The kinase domain was purified by FPLC using Ni²⁺-affinity chromatography (GE Healthcare) in 50 mM Tris (pH 8), 300 mM NaCl, and a gradient of 10–300 mm imidazole. The eluted fusion protein was digested overnight with PreScission protease at 4 °C, followed by a second Ni²⁺-affinity column. The flowthrough was then loaded onto a Superdex200 26/60 column (GE Healthcare) in 50 mm Tris (pH 8), 150 mm NaCl, 1 mm DTT. The resulting eluate yielded crystallization-grade monomeric enzyme. The full-length protein was purified using a similar approach with a few changes. The Ni²⁺-affinity columns were run using 50 mm Tris (pH 8), 150 mm NaCl, and a gradient of 10–250 mm imidazole. In addition, to remove PreScission from the solution, the protein was subjected to a glutathione column in 50 mm Tris (pH 8), 150 mm NaCl, 1 mm DTT, and a gradient of 0–10 mm reduced glutathione. The flow-through from this column was then loaded onto the Superdex200 26/60 in the same buffer as above. Purified MST3 KD was concentrated to 25 mgmL⁻¹ for crystallization studies, and both KD and FL proteins were concentrated to 10 mgmL⁻¹ for DSF studies and stored at −80°C.

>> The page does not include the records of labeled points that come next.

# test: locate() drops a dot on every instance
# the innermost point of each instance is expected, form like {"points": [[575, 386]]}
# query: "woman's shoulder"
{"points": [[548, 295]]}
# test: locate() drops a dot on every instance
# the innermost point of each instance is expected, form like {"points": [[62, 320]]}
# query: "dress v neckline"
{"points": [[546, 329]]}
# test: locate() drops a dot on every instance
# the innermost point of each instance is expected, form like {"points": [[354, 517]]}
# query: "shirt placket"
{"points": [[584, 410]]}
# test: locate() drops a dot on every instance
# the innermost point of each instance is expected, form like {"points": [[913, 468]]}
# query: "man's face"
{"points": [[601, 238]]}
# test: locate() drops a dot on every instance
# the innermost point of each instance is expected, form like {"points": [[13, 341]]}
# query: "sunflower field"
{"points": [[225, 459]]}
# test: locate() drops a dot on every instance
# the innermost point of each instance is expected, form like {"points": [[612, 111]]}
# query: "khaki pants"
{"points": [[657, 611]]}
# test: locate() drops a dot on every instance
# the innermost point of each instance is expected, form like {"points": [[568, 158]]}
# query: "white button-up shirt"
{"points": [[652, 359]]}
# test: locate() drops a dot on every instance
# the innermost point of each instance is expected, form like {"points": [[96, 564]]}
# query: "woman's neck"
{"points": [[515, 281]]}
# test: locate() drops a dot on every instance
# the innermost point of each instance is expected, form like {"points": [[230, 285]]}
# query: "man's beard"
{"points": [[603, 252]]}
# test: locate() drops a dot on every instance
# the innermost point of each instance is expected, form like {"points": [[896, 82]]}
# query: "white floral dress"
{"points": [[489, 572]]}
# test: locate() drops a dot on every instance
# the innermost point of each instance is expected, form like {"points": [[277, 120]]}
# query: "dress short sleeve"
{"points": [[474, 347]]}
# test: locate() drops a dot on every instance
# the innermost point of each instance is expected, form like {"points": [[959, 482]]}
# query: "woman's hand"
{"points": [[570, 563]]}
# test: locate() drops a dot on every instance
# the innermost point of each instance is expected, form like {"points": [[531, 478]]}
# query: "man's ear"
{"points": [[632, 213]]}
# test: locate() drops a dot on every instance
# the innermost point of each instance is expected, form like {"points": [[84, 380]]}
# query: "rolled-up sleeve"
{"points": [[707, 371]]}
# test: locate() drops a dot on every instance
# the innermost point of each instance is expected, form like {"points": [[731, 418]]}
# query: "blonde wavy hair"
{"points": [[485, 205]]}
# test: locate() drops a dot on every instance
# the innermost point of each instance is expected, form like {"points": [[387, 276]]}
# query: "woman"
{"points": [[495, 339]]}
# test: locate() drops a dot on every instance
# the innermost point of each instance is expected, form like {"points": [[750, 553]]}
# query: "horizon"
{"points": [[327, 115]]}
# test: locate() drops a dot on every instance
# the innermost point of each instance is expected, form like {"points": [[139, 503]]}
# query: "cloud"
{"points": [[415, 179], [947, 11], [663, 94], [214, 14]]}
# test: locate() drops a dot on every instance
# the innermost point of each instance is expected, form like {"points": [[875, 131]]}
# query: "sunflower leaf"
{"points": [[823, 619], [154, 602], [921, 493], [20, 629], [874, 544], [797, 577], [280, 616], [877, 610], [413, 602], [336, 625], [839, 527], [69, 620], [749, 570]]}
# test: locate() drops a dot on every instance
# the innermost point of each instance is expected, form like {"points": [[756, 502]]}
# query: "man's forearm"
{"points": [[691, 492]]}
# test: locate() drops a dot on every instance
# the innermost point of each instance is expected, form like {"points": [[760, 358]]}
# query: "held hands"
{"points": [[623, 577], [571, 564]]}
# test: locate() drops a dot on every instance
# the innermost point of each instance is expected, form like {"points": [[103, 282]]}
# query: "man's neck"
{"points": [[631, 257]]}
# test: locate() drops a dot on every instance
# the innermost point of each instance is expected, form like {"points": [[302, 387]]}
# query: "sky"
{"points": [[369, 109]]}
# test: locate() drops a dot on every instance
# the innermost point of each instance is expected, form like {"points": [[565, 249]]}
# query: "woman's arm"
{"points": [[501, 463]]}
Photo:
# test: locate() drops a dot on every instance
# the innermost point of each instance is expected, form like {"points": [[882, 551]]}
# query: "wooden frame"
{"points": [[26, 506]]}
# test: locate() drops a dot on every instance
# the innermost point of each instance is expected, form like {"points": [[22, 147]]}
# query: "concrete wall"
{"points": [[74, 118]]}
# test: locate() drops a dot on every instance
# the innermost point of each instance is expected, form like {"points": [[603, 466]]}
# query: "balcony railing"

Differential scanning fluorimetry (DSF):

The binding potential of compounds against MST3 was assessed by DSF using a StepOne-Plus real-time PCR system (Applied Biosystems, Grand Island, NY). Purified protein (4 μm final concentration; 50 mm HEPES (pH 7.5), 150 mm NaCI, 5 mm MgCl₂, and 1 mm DTT) was assayed in a 96-well plate in quadruplicate. Inhibitors were added to a final concentration of 50 and 100 μm in 2% DMSO. Protein Thermal Shift Dye (Applied Biosystems, Grand Island, NY) was used as the fluorescent probe, and fluorescence was measured using the ROX Reporter channel (λ 620 nm). Protein stability was investigated by increasing temperature from 25 to 95 °C with a 1 % ramp speed. The inflection point of the transition curve/melting temperature (T_m) was calculated using the Boltzmann equation within the Protein Thermal Shift software package (ver. 1.1; Applied Biosystems, Grand Island, NY). The ΔT_m was calculated by using DMSO control wells as a reference.

Determination of inhibitory activity:

Inhibitory activity of compounds was determined using a ³³P-labeled assay performed by Reaction Biology Corp. The substrate was myelin basic protein at 10 μm, and reactions were carried out with 10 μm ATP. Compounds were assayed in 10-dose response with fourfold serial dilutions from 50 to 0.002 μm.

Crystallography:

Compounds were co-crystallized with MST3 using the hanging-drop vapor diffusion method. Robust crystallization conditions were established at 18 °C using 25 mgmL⁻¹ protein in 50 mm Tris·HCl (pH 8), 150 mm NaCl, 1 mm DTT, 2mm compound mixed 1:1 with 200 mm MgCl₂, 100 mm HEPES (pH 7.5), and 30% (v/v) PEG400. Final DMSO concentration in the droplet varied between 1 and 10% (v/v) depending on the aqueous solubility of compound. Crystals in mother liquor were mounted and flash frozen in a stream of nitrogen gas. X-ray diffraction data were recorded at −180°C at the beamlines 22-ID and 22-BM (SER-CAT, Advanced Photon Source, Argonne National Laboratories) and at the Moffitt Cancer Center Structural Biology Core using Cu_Kα X-rays generated by a Rigaku Micro-Max 007-HF X-ray generator, focused by mirror optics and equipped with a Rigaku CCD Saturn 944 system. Data were reduced with HKL2000^[30] or XDS;^[31] PHENIX^[32] was employed for phasing and refinement, and model building was performed using Coot.^[33] Structures were solved by molecular replacement using the monomer of PDB ID: 3A7G^[34] as search model. All crystal structures were validated by MolProbity^[35] and phenix.model_vs_data^[36] before deposition in the Protein Data Bank (PDB). Images were prepared using PyMOL (Schrödinger LLC). Data collection and refinement statistics along with the PDB entry codes are listed in Table S2.